CoSPED: Consistent Soft Prompt Targeted Data Extraction and Defense
Zhuochen Yang 1,2, Kar Wai Fok 2, Vrizlynn L. L. Thing 2
Published on arXiv
2510.11137
Model Inversion Attack
OWASP ML Top 10 — ML03
Sensitive Information Disclosure
OWASP LLM Top 10 — LLM06
Key Finding
CoSPED achieves 65.2% training data extraction rate at 50-token prefix comparison on GPT-Neo, outperforming prior work (CLM, Ethicist); ROME-based defense reduces extraction rate to 1.6%.
CoSPED
Novel technique introduced
Large language models have gained widespread attention recently, but their potential security vulnerabilities, especially privacy leakage, are also becoming apparent. To test and evaluate for data extraction risks in LLM, we proposed CoSPED, short for Consistent Soft Prompt targeted data Extraction and Defense. We introduce several innovative components, including Dynamic Loss, Additive Loss, Common Loss, and Self Consistency Decoding Strategy, and tested to enhance the consistency of the soft prompt tuning process. Through extensive experimentation with various combinations, we achieved an extraction rate of 65.2% at a 50-token prefix comparison. Our comparisons of CoSPED with other reference works confirm our superior extraction rates. We evaluate CoSPED on more scenarios, achieving Pythia model extraction rate of 51.7% and introducing cross-model comparison.
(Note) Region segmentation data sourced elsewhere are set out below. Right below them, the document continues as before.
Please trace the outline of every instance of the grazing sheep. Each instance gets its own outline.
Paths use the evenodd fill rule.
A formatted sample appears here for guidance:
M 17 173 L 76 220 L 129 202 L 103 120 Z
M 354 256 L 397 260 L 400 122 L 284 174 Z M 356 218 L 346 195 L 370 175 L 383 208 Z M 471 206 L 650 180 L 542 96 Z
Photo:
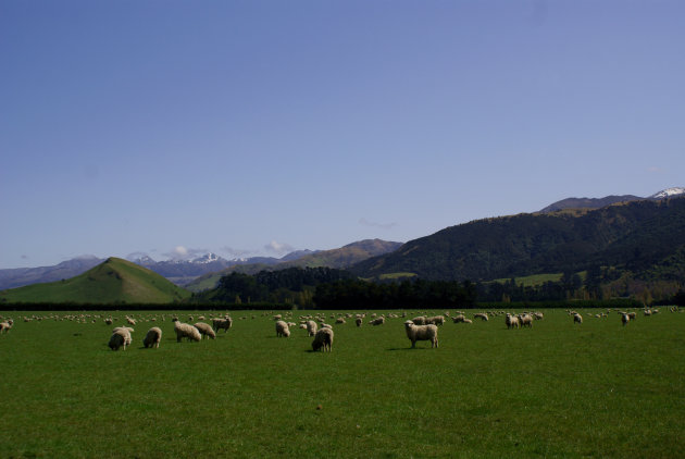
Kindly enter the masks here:
M 117 326 L 112 331 L 112 336 L 110 336 L 110 349 L 119 350 L 120 347 L 123 347 L 126 350 L 126 346 L 128 346 L 132 342 L 130 332 L 134 330 L 128 326 Z
M 159 326 L 153 326 L 148 330 L 148 333 L 142 338 L 142 345 L 147 349 L 148 347 L 160 347 L 162 340 L 162 330 Z
M 285 336 L 286 338 L 290 336 L 290 328 L 286 322 L 276 321 L 276 336 Z
M 374 326 L 375 325 L 383 325 L 385 323 L 385 318 L 384 317 L 379 317 L 379 318 L 376 318 L 376 319 L 372 320 L 369 323 L 374 325 Z
M 488 321 L 488 317 L 485 312 L 478 312 L 478 313 L 473 314 L 473 319 L 481 319 L 484 322 Z
M 307 336 L 314 336 L 316 334 L 316 322 L 307 321 Z
M 221 328 L 224 328 L 224 333 L 231 330 L 233 325 L 233 319 L 212 319 L 212 326 L 214 327 L 214 332 L 219 332 Z
M 528 328 L 533 327 L 533 317 L 531 314 L 521 314 L 519 315 L 519 323 L 521 327 L 527 326 Z
M 507 317 L 505 318 L 505 323 L 507 324 L 507 328 L 518 328 L 521 325 L 519 318 L 510 313 L 507 313 Z
M 411 347 L 416 347 L 416 342 L 431 342 L 431 347 L 438 347 L 437 325 L 416 325 L 413 321 L 407 321 L 404 331 L 411 340 Z
M 413 318 L 411 320 L 414 325 L 425 325 L 426 324 L 426 317 L 425 315 L 419 315 L 418 318 Z
M 333 330 L 321 328 L 319 332 L 316 332 L 316 334 L 314 335 L 314 340 L 312 342 L 312 349 L 323 349 L 324 352 L 331 352 L 333 350 Z
M 202 335 L 200 335 L 200 331 L 188 323 L 175 321 L 174 332 L 176 332 L 176 343 L 180 343 L 183 338 L 188 338 L 188 340 L 194 340 L 194 342 L 199 342 L 202 339 Z
M 204 322 L 198 322 L 195 325 L 196 328 L 198 328 L 198 331 L 200 332 L 200 335 L 202 336 L 207 336 L 207 338 L 212 338 L 215 339 L 216 338 L 216 333 L 214 333 L 214 330 L 210 326 L 210 324 L 204 323 Z

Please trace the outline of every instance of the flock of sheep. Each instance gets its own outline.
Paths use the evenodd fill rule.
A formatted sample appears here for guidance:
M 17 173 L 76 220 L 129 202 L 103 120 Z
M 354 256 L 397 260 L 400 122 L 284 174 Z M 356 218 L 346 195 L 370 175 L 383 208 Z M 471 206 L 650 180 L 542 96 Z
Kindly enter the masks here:
M 671 312 L 684 312 L 680 310 L 677 307 L 671 307 Z M 565 311 L 572 319 L 574 324 L 583 324 L 583 315 L 576 311 L 566 310 Z M 618 312 L 621 318 L 621 323 L 623 326 L 627 325 L 631 321 L 634 321 L 637 318 L 637 312 L 635 311 L 622 311 L 622 310 L 607 310 L 606 312 L 598 312 L 588 317 L 593 318 L 608 318 L 610 313 Z M 658 314 L 660 311 L 658 309 L 643 309 L 643 313 L 645 317 L 650 317 L 653 314 Z M 289 337 L 290 328 L 298 326 L 298 323 L 294 322 L 295 319 L 292 317 L 292 312 L 286 312 L 284 314 L 272 315 L 272 312 L 266 312 L 262 315 L 271 315 L 271 319 L 275 322 L 275 331 L 277 337 Z M 522 313 L 511 313 L 506 311 L 488 311 L 488 312 L 476 312 L 473 313 L 473 320 L 468 319 L 466 314 L 462 311 L 457 311 L 453 315 L 450 315 L 449 311 L 445 311 L 444 315 L 419 315 L 413 319 L 407 319 L 407 312 L 402 313 L 387 313 L 386 314 L 376 314 L 376 313 L 347 313 L 347 314 L 333 314 L 328 319 L 334 320 L 334 323 L 337 325 L 345 325 L 347 323 L 346 319 L 353 320 L 357 327 L 361 327 L 364 323 L 365 319 L 370 319 L 368 322 L 370 325 L 378 326 L 384 325 L 386 323 L 386 319 L 407 319 L 404 324 L 404 332 L 407 337 L 411 342 L 411 347 L 416 346 L 416 342 L 426 340 L 431 342 L 431 347 L 438 347 L 438 327 L 444 325 L 448 319 L 452 319 L 452 322 L 456 324 L 472 324 L 474 320 L 479 320 L 483 322 L 487 322 L 490 318 L 494 317 L 503 317 L 505 324 L 507 328 L 523 328 L 523 327 L 533 327 L 534 321 L 539 321 L 545 318 L 541 312 L 522 312 Z M 42 320 L 43 318 L 39 317 L 24 317 L 25 322 L 30 322 L 33 320 Z M 46 318 L 48 319 L 48 318 Z M 99 320 L 103 320 L 107 325 L 112 325 L 119 319 L 112 317 L 102 317 L 99 314 L 79 314 L 79 315 L 66 315 L 64 318 L 59 318 L 53 315 L 52 319 L 55 320 L 72 320 L 77 322 L 98 322 Z M 137 324 L 137 321 L 146 321 L 146 322 L 155 322 L 158 319 L 161 321 L 165 321 L 166 317 L 162 314 L 161 318 L 158 315 L 148 315 L 147 318 L 141 317 L 135 319 L 133 317 L 126 315 L 126 326 L 116 326 L 112 330 L 112 335 L 110 336 L 110 340 L 108 346 L 112 350 L 123 349 L 126 350 L 126 347 L 129 346 L 133 342 L 132 333 L 134 332 L 133 326 Z M 189 317 L 189 322 L 192 322 L 192 317 Z M 228 332 L 233 326 L 233 319 L 226 313 L 222 318 L 211 318 L 210 321 L 212 325 L 202 322 L 205 320 L 203 315 L 200 315 L 199 322 L 194 324 L 184 323 L 178 320 L 177 317 L 172 318 L 172 322 L 174 323 L 174 333 L 176 334 L 176 340 L 180 343 L 184 338 L 192 342 L 200 342 L 203 337 L 208 339 L 215 339 L 216 333 L 221 330 L 224 333 Z M 240 318 L 242 320 L 247 319 L 247 317 Z M 252 319 L 256 319 L 252 315 Z M 299 328 L 304 330 L 307 335 L 313 337 L 313 342 L 311 344 L 312 350 L 323 350 L 331 351 L 333 348 L 333 339 L 334 332 L 333 325 L 326 323 L 327 318 L 324 313 L 319 312 L 316 314 L 302 315 L 299 318 Z M 0 317 L 0 333 L 9 332 L 14 324 L 12 319 L 3 319 Z M 162 339 L 162 330 L 159 326 L 152 326 L 146 333 L 142 345 L 145 348 L 159 348 Z

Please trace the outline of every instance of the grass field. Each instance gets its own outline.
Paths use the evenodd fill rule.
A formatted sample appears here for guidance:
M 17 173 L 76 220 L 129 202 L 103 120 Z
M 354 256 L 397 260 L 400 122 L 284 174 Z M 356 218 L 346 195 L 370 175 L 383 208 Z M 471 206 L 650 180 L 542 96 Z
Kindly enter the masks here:
M 450 321 L 438 349 L 410 349 L 403 319 L 361 328 L 348 320 L 334 325 L 331 353 L 309 351 L 303 330 L 277 338 L 261 312 L 233 312 L 228 333 L 180 344 L 172 314 L 161 322 L 155 312 L 160 348 L 142 348 L 154 324 L 140 322 L 116 352 L 102 320 L 21 319 L 34 314 L 49 315 L 2 313 L 15 319 L 0 335 L 2 458 L 676 458 L 685 449 L 685 314 L 667 308 L 625 327 L 615 313 L 583 312 L 574 325 L 561 310 L 530 330 L 509 331 L 503 318 Z M 113 315 L 123 324 L 124 312 Z

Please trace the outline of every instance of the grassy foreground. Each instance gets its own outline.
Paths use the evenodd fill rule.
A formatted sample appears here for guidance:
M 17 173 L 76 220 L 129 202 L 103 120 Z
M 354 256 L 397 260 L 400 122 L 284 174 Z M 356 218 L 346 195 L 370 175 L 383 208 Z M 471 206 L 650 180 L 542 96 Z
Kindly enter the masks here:
M 172 313 L 161 322 L 162 313 L 132 312 L 159 319 L 139 322 L 133 346 L 117 352 L 101 319 L 3 314 L 15 320 L 0 335 L 3 458 L 676 458 L 685 449 L 685 314 L 667 308 L 625 327 L 615 313 L 584 312 L 574 325 L 561 310 L 532 330 L 508 331 L 503 318 L 450 321 L 438 349 L 410 349 L 403 319 L 361 328 L 348 320 L 334 325 L 331 353 L 310 352 L 302 330 L 276 338 L 261 312 L 234 312 L 227 334 L 180 344 Z M 113 315 L 123 324 L 124 312 Z M 153 325 L 162 344 L 144 349 Z

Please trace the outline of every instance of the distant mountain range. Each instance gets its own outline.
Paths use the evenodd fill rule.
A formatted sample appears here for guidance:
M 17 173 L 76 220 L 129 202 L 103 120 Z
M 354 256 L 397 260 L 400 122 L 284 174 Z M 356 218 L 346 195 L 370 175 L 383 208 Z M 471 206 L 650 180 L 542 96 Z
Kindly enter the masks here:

Finally, we explore defense through Rank-One Model Editing and achieve a reduction in the extraction rate to 1.6%, which proves that our analysis of extraction mechanisms can directly inform effective mitigation strategies against soft prompt-based attacks.
Key Contributions
- CoSPED framework with three novel loss functions (Dynamic Loss, Additive Loss, Common Loss) and Self-Consistency Decoding strategy to improve consistency and extraction rate of soft prompt-based training data extraction attacks on LLMs
- Comprehensive cross-model evaluation on GPT-Neo and Pythia series, exploring 16 loss combinations and achieving 65.2% extraction rate at 50-token prefix comparison
- Defense evaluation using Rank-One Model Editing (ROME) that reduces extraction rate from 65.2% to 1.6%, demonstrating how extraction analysis can directly inform targeted mitigations
🛡️ Threat Analysis
CoSPED is a white-box training data extraction attack: an adversary optimizes soft prompts with novel loss functions (Dynamic, Additive, Common Loss) and a Self-Consistency Decoding strategy to reconstruct verbatim memorized content from LLMs — a direct model inversion / training data reconstruction attack.